Buoyed by the success of SportsNation, Cowherd seems destined for another TV show, perhaps in 2013. After CBS didn’t pick up the pilot he spent a year and a half working on, he said Showtime or HBO is the placed he’d go. The CBS show was about a divorced man with a strong ex-wife, a strong new wife, and a strong co-host, all of whom controlled his life. Hmmm.

Cowherd said he and the producer wanted Will Arnett from 30 Rock for the starring role – “he even looks a little like me” – but CBS didn’t like Arnett and thought he was “too smarmy.”

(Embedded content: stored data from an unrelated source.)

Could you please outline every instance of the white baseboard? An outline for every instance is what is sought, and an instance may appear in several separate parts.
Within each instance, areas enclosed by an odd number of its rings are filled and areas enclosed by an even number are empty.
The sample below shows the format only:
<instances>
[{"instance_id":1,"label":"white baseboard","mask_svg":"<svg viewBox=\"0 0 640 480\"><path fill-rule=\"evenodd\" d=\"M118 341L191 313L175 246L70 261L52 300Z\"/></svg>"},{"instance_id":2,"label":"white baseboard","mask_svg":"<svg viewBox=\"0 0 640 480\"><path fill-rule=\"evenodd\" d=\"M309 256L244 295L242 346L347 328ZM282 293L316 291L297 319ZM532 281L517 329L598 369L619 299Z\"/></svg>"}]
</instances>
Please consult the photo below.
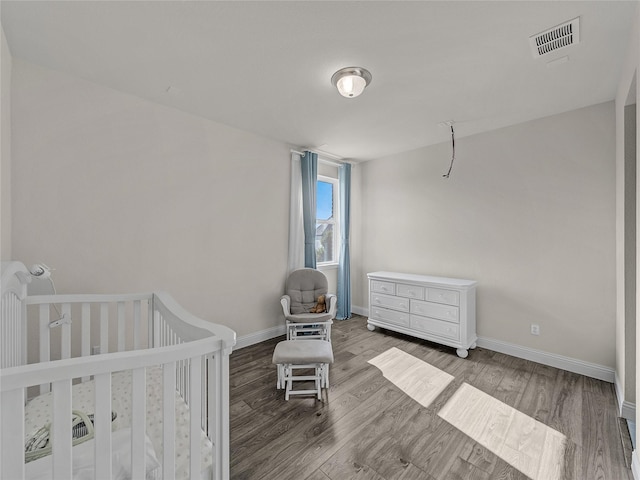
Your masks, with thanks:
<instances>
[{"instance_id":1,"label":"white baseboard","mask_svg":"<svg viewBox=\"0 0 640 480\"><path fill-rule=\"evenodd\" d=\"M358 315L363 315L367 317L369 315L369 310L362 307L351 307L351 311ZM339 320L334 320L334 322ZM265 340L271 340L272 338L279 337L281 335L286 335L287 329L284 324L284 320L282 325L278 325L276 327L267 328L266 330L261 330L259 332L250 333L249 335L243 335L236 339L236 346L234 350L238 350L244 347L250 347L251 345L255 345L256 343L264 342Z\"/></svg>"},{"instance_id":2,"label":"white baseboard","mask_svg":"<svg viewBox=\"0 0 640 480\"><path fill-rule=\"evenodd\" d=\"M351 306L351 311L355 314L362 315L364 317L369 316L369 309ZM282 325L268 328L256 333L250 333L249 335L243 335L238 337L235 348L240 349L254 345L256 343L264 342L281 335L285 335L286 329L284 322ZM493 350L494 352L505 353L512 357L523 358L525 360L531 360L533 362L541 363L542 365L549 365L550 367L561 368L573 373L579 373L580 375L586 375L587 377L597 378L609 383L616 383L615 371L612 368L598 365L595 363L585 362L571 357L565 357L555 353L549 353L542 350L535 350L529 347L523 347L514 343L507 343L501 340L495 340L487 337L478 337L478 346ZM616 392L618 392L618 386L616 386ZM618 397L620 398L620 396ZM622 402L620 410L623 412L624 418L635 419L635 404L630 402ZM627 416L632 415L632 416ZM640 471L640 470L639 470ZM640 480L640 479L639 479Z\"/></svg>"},{"instance_id":3,"label":"white baseboard","mask_svg":"<svg viewBox=\"0 0 640 480\"><path fill-rule=\"evenodd\" d=\"M640 480L640 458L638 458L637 449L631 454L631 473L635 480Z\"/></svg>"},{"instance_id":4,"label":"white baseboard","mask_svg":"<svg viewBox=\"0 0 640 480\"><path fill-rule=\"evenodd\" d=\"M353 313L369 316L369 310L362 307L351 307ZM585 362L571 357L565 357L555 353L549 353L542 350L535 350L529 347L523 347L516 345L515 343L507 343L501 340L495 340L493 338L478 337L478 346L486 348L487 350L493 350L494 352L505 353L512 357L524 358L525 360L531 360L533 362L541 363L542 365L549 365L550 367L561 368L573 373L579 373L580 375L586 375L587 377L597 378L609 383L615 383L615 370L610 367L598 365L595 363ZM620 397L619 397L620 398ZM623 415L624 418L635 419L635 404L630 402L624 402L620 406L624 408L624 411L628 415ZM639 479L640 480L640 479Z\"/></svg>"},{"instance_id":5,"label":"white baseboard","mask_svg":"<svg viewBox=\"0 0 640 480\"><path fill-rule=\"evenodd\" d=\"M249 335L238 337L234 350L249 347L251 345L255 345L256 343L264 342L265 340L271 340L272 338L286 335L286 333L287 329L285 328L283 320L282 325L278 325L277 327L271 327L266 330L261 330L259 332L250 333Z\"/></svg>"},{"instance_id":6,"label":"white baseboard","mask_svg":"<svg viewBox=\"0 0 640 480\"><path fill-rule=\"evenodd\" d=\"M622 406L620 408L620 416L626 420L631 420L632 422L636 419L636 404L627 402L626 400L622 402Z\"/></svg>"},{"instance_id":7,"label":"white baseboard","mask_svg":"<svg viewBox=\"0 0 640 480\"><path fill-rule=\"evenodd\" d=\"M587 377L597 378L609 383L615 383L615 371L613 368L598 365L596 363L585 362L576 358L565 357L556 353L535 350L513 343L494 340L487 337L478 337L478 346L493 350L494 352L506 353L512 357L524 358L533 362L549 365L550 367L561 368Z\"/></svg>"},{"instance_id":8,"label":"white baseboard","mask_svg":"<svg viewBox=\"0 0 640 480\"><path fill-rule=\"evenodd\" d=\"M617 372L615 374L614 386L616 389L616 398L618 399L618 415L622 418L626 418L627 420L631 420L632 422L635 421L636 404L624 399L624 394L622 393L622 382L620 381L620 377L618 377Z\"/></svg>"},{"instance_id":9,"label":"white baseboard","mask_svg":"<svg viewBox=\"0 0 640 480\"><path fill-rule=\"evenodd\" d=\"M368 308L362 308L362 307L356 307L355 305L351 305L351 313L355 313L357 315L362 315L363 317L368 317L369 316L369 309Z\"/></svg>"}]
</instances>

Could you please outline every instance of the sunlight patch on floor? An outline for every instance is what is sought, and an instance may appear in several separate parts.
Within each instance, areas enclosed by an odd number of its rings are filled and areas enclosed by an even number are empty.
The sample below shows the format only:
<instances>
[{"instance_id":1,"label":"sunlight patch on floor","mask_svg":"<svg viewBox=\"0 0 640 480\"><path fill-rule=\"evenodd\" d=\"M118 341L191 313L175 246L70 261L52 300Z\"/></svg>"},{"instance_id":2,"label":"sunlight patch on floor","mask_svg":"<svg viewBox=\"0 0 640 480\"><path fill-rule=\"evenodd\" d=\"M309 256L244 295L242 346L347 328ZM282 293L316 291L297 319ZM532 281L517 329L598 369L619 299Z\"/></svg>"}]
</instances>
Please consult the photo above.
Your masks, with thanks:
<instances>
[{"instance_id":1,"label":"sunlight patch on floor","mask_svg":"<svg viewBox=\"0 0 640 480\"><path fill-rule=\"evenodd\" d=\"M424 407L442 393L453 376L395 347L369 360L382 375Z\"/></svg>"},{"instance_id":2,"label":"sunlight patch on floor","mask_svg":"<svg viewBox=\"0 0 640 480\"><path fill-rule=\"evenodd\" d=\"M560 480L567 438L463 383L438 415L533 480Z\"/></svg>"}]
</instances>

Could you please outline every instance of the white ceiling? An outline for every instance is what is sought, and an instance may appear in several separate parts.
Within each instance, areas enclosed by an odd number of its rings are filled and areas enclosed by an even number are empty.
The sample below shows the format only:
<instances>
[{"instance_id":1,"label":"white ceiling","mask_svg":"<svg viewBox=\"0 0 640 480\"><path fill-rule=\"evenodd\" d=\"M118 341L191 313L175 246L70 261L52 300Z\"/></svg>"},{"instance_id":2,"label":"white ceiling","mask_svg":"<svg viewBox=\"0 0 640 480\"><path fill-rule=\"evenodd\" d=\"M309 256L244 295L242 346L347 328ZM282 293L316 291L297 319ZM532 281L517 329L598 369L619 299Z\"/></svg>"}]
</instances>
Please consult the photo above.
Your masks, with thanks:
<instances>
[{"instance_id":1,"label":"white ceiling","mask_svg":"<svg viewBox=\"0 0 640 480\"><path fill-rule=\"evenodd\" d=\"M636 1L5 1L15 58L368 160L612 100ZM529 36L580 16L581 42ZM547 62L568 55L555 66ZM331 75L373 75L355 99Z\"/></svg>"}]
</instances>

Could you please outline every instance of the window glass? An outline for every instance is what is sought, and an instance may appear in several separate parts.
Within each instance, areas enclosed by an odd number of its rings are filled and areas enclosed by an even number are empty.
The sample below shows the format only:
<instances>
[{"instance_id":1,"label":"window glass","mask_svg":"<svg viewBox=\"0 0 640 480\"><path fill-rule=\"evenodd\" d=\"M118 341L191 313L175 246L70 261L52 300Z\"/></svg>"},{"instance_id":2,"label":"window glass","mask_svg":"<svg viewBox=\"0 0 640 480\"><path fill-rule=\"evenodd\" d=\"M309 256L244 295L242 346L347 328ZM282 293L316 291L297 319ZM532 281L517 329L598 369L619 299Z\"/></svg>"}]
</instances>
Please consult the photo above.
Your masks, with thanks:
<instances>
[{"instance_id":1,"label":"window glass","mask_svg":"<svg viewBox=\"0 0 640 480\"><path fill-rule=\"evenodd\" d=\"M318 177L316 190L316 264L338 261L338 180Z\"/></svg>"}]
</instances>

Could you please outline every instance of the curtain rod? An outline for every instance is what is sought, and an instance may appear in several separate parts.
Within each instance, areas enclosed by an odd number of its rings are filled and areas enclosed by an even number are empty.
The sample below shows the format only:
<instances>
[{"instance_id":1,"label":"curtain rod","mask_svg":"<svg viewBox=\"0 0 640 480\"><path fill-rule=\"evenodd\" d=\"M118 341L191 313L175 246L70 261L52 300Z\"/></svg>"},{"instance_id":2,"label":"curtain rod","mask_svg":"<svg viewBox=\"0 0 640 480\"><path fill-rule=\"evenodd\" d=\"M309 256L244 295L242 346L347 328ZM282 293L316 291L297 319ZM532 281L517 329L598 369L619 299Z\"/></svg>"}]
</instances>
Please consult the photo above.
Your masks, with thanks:
<instances>
[{"instance_id":1,"label":"curtain rod","mask_svg":"<svg viewBox=\"0 0 640 480\"><path fill-rule=\"evenodd\" d=\"M348 162L334 162L332 160L328 160L326 158L322 158L320 155L326 155L326 153L324 153L324 152L323 153L319 153L319 152L314 151L314 150L309 150L309 151L318 154L318 161L319 162L326 163L328 165L333 165L334 167L339 167L344 163L348 163ZM294 150L294 149L291 149L291 153L295 153L295 154L300 155L300 156L304 155L304 152L299 152L298 150Z\"/></svg>"}]
</instances>

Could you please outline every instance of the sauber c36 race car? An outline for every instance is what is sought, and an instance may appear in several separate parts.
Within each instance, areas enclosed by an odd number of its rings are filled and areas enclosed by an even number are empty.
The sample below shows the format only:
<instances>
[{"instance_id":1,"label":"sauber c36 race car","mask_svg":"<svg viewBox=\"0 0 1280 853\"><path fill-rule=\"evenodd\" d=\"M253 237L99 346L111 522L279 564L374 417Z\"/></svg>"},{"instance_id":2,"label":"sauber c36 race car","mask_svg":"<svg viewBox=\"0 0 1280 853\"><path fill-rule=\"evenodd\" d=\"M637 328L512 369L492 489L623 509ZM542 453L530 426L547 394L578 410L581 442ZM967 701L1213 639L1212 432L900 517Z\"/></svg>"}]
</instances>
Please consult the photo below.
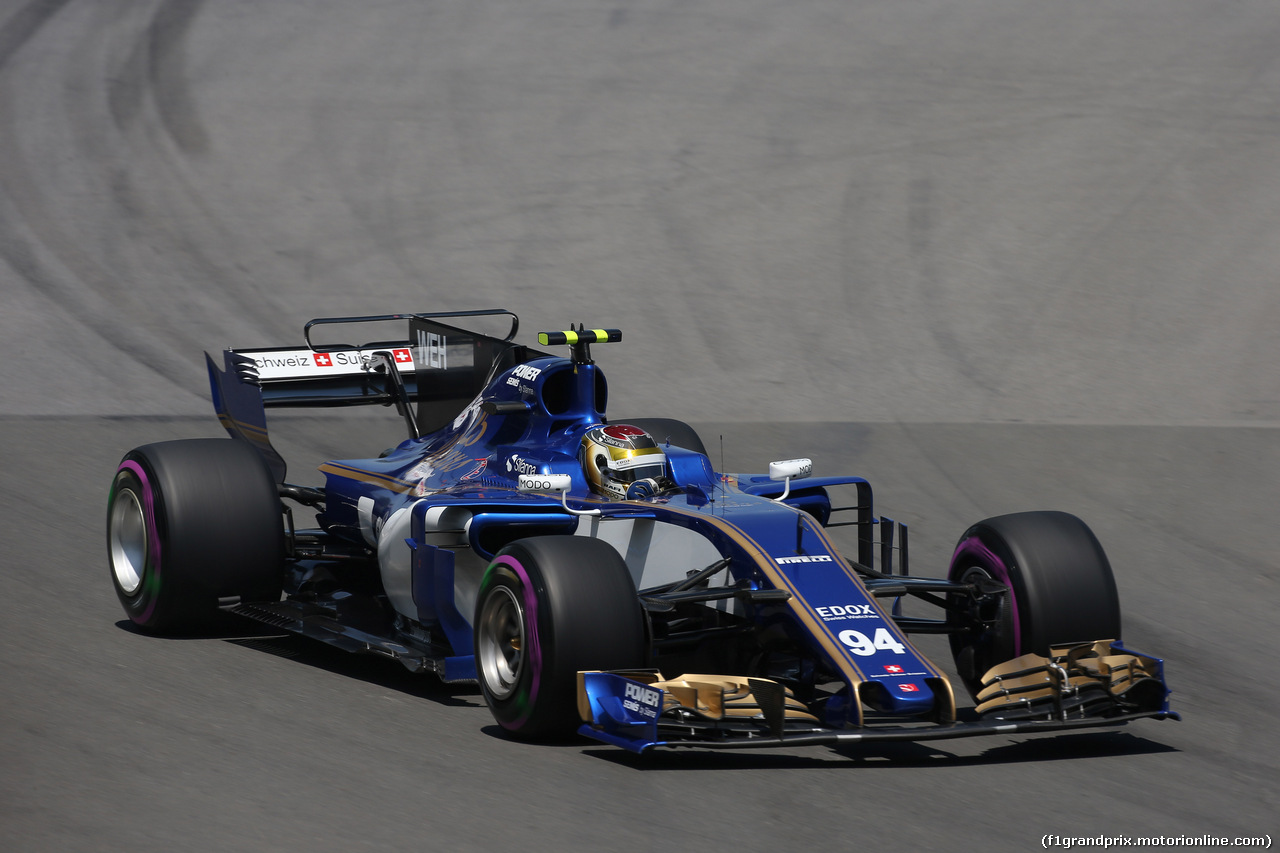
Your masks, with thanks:
<instances>
[{"instance_id":1,"label":"sauber c36 race car","mask_svg":"<svg viewBox=\"0 0 1280 853\"><path fill-rule=\"evenodd\" d=\"M495 318L505 337L468 330ZM312 342L384 322L407 336ZM237 614L478 682L513 736L576 730L634 752L1177 718L1163 662L1120 641L1111 567L1078 518L989 518L945 577L912 576L906 527L876 517L866 480L814 476L808 459L718 472L687 424L606 416L591 346L621 332L538 335L566 357L515 343L518 325L318 319L305 347L209 357L230 439L138 447L112 483L129 618L172 634ZM408 437L321 465L323 488L290 484L266 408L360 404L394 406ZM912 634L947 635L973 706L958 711Z\"/></svg>"}]
</instances>

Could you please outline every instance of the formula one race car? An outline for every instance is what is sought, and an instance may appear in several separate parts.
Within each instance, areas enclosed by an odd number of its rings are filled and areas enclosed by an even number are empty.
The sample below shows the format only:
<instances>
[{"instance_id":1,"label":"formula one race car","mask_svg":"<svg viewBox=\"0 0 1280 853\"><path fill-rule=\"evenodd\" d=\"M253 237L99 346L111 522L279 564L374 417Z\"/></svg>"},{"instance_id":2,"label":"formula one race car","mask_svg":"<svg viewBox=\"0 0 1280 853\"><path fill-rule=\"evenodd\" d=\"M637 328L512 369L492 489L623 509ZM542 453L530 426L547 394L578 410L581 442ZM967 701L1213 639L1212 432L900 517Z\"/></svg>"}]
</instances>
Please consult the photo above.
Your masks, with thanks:
<instances>
[{"instance_id":1,"label":"formula one race car","mask_svg":"<svg viewBox=\"0 0 1280 853\"><path fill-rule=\"evenodd\" d=\"M444 322L495 317L505 337ZM384 321L407 337L312 343ZM538 335L566 358L516 344L518 323L320 319L306 347L209 358L231 439L139 447L115 474L108 555L130 619L173 633L238 614L478 681L514 736L635 752L1177 718L1163 662L1120 642L1111 567L1074 516L987 519L946 577L910 576L906 528L873 514L865 480L808 459L717 472L684 423L606 417L590 348L621 332ZM359 404L394 406L408 438L322 465L324 488L287 483L265 407ZM904 615L905 597L936 617ZM948 635L975 707L957 713L913 633Z\"/></svg>"}]
</instances>

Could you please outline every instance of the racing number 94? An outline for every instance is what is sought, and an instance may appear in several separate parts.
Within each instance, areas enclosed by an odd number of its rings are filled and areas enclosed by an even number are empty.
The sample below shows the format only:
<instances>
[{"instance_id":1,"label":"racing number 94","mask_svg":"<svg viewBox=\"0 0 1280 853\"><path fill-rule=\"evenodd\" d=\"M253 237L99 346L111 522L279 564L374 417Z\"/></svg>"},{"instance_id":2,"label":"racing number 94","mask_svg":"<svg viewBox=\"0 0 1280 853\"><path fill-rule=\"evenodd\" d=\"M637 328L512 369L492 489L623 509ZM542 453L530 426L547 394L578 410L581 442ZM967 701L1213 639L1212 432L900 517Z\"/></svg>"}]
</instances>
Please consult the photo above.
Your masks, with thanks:
<instances>
[{"instance_id":1,"label":"racing number 94","mask_svg":"<svg viewBox=\"0 0 1280 853\"><path fill-rule=\"evenodd\" d=\"M844 643L849 651L862 657L870 657L877 650L893 652L895 655L907 652L906 646L899 643L893 634L889 633L888 628L877 628L874 639L868 638L861 631L841 631L840 642Z\"/></svg>"}]
</instances>

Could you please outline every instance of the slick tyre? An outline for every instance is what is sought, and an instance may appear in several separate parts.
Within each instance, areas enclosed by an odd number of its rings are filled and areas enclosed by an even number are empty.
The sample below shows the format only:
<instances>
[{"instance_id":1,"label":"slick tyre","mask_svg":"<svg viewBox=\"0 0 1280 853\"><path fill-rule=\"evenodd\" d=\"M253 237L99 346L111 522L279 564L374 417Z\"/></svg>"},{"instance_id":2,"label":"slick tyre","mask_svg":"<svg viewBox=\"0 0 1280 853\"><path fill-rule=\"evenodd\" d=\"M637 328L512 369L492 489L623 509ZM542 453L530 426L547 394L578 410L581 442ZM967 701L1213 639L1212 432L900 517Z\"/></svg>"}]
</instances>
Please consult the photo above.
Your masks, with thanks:
<instances>
[{"instance_id":1,"label":"slick tyre","mask_svg":"<svg viewBox=\"0 0 1280 853\"><path fill-rule=\"evenodd\" d=\"M111 583L144 630L207 630L220 622L220 600L278 600L284 549L276 484L244 442L148 444L116 469L107 501Z\"/></svg>"},{"instance_id":2,"label":"slick tyre","mask_svg":"<svg viewBox=\"0 0 1280 853\"><path fill-rule=\"evenodd\" d=\"M585 536L512 542L476 601L476 673L493 717L514 737L570 735L579 670L634 669L646 659L644 612L622 557Z\"/></svg>"},{"instance_id":3,"label":"slick tyre","mask_svg":"<svg viewBox=\"0 0 1280 853\"><path fill-rule=\"evenodd\" d=\"M649 433L659 446L665 445L669 441L676 447L693 450L703 456L707 455L706 445L702 443L697 431L684 421L677 421L672 418L634 418L631 420L615 420L613 423L631 424L634 427L639 427Z\"/></svg>"},{"instance_id":4,"label":"slick tyre","mask_svg":"<svg viewBox=\"0 0 1280 853\"><path fill-rule=\"evenodd\" d=\"M948 577L962 583L990 578L1008 589L988 603L989 627L951 635L956 670L975 697L983 674L998 663L1047 654L1051 645L1120 639L1111 564L1074 515L1022 512L981 521L960 537ZM972 606L977 618L979 605Z\"/></svg>"}]
</instances>

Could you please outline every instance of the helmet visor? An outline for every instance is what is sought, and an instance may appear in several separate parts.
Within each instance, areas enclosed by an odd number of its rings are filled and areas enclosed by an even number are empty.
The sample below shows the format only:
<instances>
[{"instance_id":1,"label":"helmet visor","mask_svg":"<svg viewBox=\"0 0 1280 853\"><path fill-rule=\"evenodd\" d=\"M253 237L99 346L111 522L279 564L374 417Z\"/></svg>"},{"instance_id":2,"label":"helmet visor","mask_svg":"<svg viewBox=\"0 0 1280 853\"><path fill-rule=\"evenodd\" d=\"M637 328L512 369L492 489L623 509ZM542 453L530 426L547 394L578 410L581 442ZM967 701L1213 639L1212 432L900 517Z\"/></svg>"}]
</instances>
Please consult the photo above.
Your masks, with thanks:
<instances>
[{"instance_id":1,"label":"helmet visor","mask_svg":"<svg viewBox=\"0 0 1280 853\"><path fill-rule=\"evenodd\" d=\"M657 480L666 476L667 455L656 447L641 450L617 451L626 454L620 459L610 459L608 463L609 477L619 483L634 483L636 480Z\"/></svg>"}]
</instances>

As Cowherd’s radio and TV profile has grown, so has his popularity. Soured by gossipy types at his gym, Cowherd’s wife built him a small workout room in their basement (one morning last week he was up at 4:21 a.m. and on the treadmill by 5), and he occasionally works out at ESPN. He’s finally heeding advice Dan Patrick gave him long ago – wear a hat and glasses when you’re in airports. Cowherd said he rarely goes to sports bars anymore, and he takes cabs in Vegas rather than walk the Strip. Cowherd’s fame seems to be at the point where it is ready to drive him back to the isolation he had growing up.

*

Back to the tears.

“ESPN has always defended me – the only time they didn’t defend me was you,” he said. “My father would have been so disappointed. He was a small business person. I hurt my bosses. They were so disappointed. They told me I went ‘3rd rail’ and put the company in danger and really screwed a young guy over. I didn’t understand the gravitas of it.”

Cowherd knocked this nascent website off the grid on the first day his radio show was streamed on ESPN.com in April 2007. He maintains there was no malicious intent. For no reason, he told his listeners, “Wouldn’t it be great if, every day, we gave out a website, a new young website, and just blew it up?” Even though we frequently wrote about ESPN, we had never mentioned Cowherd.

The site was knocked off line for about four days. Reaction to the stunt wasn’t pleasant. Cowherd was brutalized by bloggers, chastised by ESPN’s ombudsman and scolded by his bosses.

The notoriety it brought him reminded me of what he said about Cosell, attention and being hated. For a moment, he was back in Grayland. Isolated. Insecure. Alone. And, ultimately, on his way to the top.